Context-Adaptive Requirements Defect Prediction through Human-LLM Collaboration
By: Max Unterbusch, Andreas Vogelsang
Potential Business Impact:
Helps computers learn what's wrong with instructions.
Automated requirements assessment traditionally relies on universal patterns as proxies for defectiveness, implemented through rule-based heuristics or machine learning classifiers trained on large annotated datasets. However, what constitutes a "defect" is inherently context-dependent and varies across projects, domains, and stakeholder interpretations. In this paper, we propose a Human-LLM Collaboration (HLC) approach that treats defect prediction as an adaptive process rather than a static classification task. HLC leverages LLM Chain-of-Thought reasoning in a feedback loop: users validate predictions alongside their explanations, and these validated examples adaptively guide future predictions through few-shot learning. We evaluate this approach using the weak word smell on the QuRE benchmark of 1,266 annotated Mercedes-Benz requirements. Our results show that HLC effectively adapts to the provision of validated examples, with rapid performance gains from as few as 20 validated examples.

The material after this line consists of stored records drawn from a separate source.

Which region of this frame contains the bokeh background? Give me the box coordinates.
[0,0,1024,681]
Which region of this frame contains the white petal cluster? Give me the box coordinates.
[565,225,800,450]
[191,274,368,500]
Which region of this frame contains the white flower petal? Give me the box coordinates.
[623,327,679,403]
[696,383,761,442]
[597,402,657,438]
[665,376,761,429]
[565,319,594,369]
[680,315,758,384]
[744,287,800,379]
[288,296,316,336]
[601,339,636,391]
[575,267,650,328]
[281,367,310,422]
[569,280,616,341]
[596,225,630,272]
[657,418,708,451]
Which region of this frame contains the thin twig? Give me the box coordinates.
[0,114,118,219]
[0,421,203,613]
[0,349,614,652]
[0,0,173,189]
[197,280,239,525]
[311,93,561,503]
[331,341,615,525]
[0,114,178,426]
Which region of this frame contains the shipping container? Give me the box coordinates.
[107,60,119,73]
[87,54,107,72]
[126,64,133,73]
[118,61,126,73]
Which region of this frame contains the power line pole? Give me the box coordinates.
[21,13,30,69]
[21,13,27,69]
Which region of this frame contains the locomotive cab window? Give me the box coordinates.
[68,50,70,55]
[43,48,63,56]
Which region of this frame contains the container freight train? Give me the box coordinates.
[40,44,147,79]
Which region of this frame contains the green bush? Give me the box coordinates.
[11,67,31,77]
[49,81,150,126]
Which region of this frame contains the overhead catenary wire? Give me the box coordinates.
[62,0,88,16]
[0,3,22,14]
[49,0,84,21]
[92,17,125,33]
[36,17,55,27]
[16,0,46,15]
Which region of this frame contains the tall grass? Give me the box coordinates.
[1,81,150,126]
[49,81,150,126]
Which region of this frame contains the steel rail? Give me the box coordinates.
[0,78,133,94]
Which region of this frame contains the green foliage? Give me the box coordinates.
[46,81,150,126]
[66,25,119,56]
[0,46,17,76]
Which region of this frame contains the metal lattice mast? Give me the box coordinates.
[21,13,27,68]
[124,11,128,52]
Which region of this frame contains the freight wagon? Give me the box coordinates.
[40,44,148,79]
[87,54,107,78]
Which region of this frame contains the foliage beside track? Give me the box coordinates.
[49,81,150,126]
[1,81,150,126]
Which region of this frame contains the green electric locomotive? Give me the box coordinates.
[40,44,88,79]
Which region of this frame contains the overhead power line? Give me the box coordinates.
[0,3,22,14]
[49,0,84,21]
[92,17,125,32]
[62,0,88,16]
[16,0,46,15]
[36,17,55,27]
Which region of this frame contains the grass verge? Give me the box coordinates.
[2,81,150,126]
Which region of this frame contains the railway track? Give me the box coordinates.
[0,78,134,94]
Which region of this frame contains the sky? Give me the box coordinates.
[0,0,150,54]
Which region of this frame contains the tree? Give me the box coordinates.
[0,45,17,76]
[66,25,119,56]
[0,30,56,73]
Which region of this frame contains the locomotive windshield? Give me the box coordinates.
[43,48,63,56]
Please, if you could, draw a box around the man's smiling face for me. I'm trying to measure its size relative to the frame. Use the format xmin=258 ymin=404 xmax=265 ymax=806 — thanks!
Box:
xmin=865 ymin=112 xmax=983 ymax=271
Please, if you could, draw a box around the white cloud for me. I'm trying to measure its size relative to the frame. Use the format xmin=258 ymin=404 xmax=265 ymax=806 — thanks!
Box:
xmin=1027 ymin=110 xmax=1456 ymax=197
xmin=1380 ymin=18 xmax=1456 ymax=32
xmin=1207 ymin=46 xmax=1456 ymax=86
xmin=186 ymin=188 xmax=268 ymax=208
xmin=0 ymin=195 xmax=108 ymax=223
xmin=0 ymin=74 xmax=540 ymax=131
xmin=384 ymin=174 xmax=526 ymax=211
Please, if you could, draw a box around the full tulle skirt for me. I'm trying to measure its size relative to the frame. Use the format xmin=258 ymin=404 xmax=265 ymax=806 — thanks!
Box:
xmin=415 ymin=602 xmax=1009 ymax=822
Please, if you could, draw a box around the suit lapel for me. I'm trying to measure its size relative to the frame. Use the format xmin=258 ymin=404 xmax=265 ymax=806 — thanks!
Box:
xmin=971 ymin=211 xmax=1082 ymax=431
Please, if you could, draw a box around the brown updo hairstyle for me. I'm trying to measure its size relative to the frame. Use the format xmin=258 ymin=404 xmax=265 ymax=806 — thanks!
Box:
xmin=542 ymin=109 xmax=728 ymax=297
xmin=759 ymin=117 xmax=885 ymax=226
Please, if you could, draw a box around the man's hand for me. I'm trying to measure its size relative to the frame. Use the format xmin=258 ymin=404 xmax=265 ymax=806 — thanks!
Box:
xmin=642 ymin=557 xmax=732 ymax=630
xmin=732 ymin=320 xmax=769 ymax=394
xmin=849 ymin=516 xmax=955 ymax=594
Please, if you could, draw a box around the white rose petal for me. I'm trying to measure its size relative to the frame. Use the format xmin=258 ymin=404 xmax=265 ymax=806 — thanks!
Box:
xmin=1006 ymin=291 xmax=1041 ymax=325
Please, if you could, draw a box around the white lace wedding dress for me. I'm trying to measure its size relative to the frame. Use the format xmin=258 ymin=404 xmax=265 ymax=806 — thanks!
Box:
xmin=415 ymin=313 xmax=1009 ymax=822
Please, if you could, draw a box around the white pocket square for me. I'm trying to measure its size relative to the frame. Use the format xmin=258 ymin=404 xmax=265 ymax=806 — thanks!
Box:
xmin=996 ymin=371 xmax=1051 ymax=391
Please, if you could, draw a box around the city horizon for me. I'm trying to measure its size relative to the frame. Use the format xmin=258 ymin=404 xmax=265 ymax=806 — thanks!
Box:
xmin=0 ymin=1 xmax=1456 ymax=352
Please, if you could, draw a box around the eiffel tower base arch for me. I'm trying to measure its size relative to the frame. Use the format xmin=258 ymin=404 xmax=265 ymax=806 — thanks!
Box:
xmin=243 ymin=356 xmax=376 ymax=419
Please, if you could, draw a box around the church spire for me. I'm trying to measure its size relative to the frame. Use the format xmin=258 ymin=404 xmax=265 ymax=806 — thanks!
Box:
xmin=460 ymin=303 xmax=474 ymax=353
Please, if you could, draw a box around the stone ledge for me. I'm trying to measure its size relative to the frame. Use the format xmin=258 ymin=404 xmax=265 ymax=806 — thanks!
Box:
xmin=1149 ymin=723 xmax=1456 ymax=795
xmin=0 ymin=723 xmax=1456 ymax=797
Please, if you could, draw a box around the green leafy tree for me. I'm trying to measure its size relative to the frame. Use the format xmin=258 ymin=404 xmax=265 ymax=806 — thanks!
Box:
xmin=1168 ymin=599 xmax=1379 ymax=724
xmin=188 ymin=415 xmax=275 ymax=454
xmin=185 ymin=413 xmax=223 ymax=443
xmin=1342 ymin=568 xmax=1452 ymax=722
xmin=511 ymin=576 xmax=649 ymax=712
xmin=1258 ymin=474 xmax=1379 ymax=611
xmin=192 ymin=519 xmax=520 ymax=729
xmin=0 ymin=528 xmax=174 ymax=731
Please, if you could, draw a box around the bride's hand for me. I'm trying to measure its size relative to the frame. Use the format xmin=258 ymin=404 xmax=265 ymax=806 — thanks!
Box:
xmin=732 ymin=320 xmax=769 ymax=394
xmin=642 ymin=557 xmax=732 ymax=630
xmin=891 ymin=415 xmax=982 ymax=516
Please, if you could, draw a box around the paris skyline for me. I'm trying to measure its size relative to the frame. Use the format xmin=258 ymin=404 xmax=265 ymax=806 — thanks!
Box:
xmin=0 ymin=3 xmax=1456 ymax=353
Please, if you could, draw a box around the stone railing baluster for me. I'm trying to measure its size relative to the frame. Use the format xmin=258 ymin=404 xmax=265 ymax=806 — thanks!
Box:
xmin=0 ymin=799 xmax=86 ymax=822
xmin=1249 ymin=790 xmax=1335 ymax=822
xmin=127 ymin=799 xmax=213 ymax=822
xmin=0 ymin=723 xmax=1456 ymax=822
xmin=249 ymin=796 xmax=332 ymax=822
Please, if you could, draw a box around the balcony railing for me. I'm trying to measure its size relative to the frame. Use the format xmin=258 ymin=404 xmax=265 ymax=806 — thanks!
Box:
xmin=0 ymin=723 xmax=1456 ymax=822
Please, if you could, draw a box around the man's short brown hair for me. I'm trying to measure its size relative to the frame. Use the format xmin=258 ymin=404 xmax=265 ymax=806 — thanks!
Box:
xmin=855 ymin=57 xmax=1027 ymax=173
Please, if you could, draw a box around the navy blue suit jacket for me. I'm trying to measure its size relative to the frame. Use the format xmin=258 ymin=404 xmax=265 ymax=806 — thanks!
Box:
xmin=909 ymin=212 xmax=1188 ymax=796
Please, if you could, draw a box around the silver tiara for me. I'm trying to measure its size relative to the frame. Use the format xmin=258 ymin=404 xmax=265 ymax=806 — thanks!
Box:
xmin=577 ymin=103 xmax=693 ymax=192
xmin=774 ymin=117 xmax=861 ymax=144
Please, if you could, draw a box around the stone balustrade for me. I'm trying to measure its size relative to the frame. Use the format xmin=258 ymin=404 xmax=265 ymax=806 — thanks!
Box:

Incorporating validated explanations, not just labels, enables HLC to substantially outperform both standard few-shot prompting and fine-tuned BERT models while maintaining high recall. These results highlight how the in-context and Chain-of-Thought learning capabilities of LLMs enable adaptive classification approaches that move beyond one-size-fits-all models, creating opportunities for tools that learn continuously from stakeholder feedback.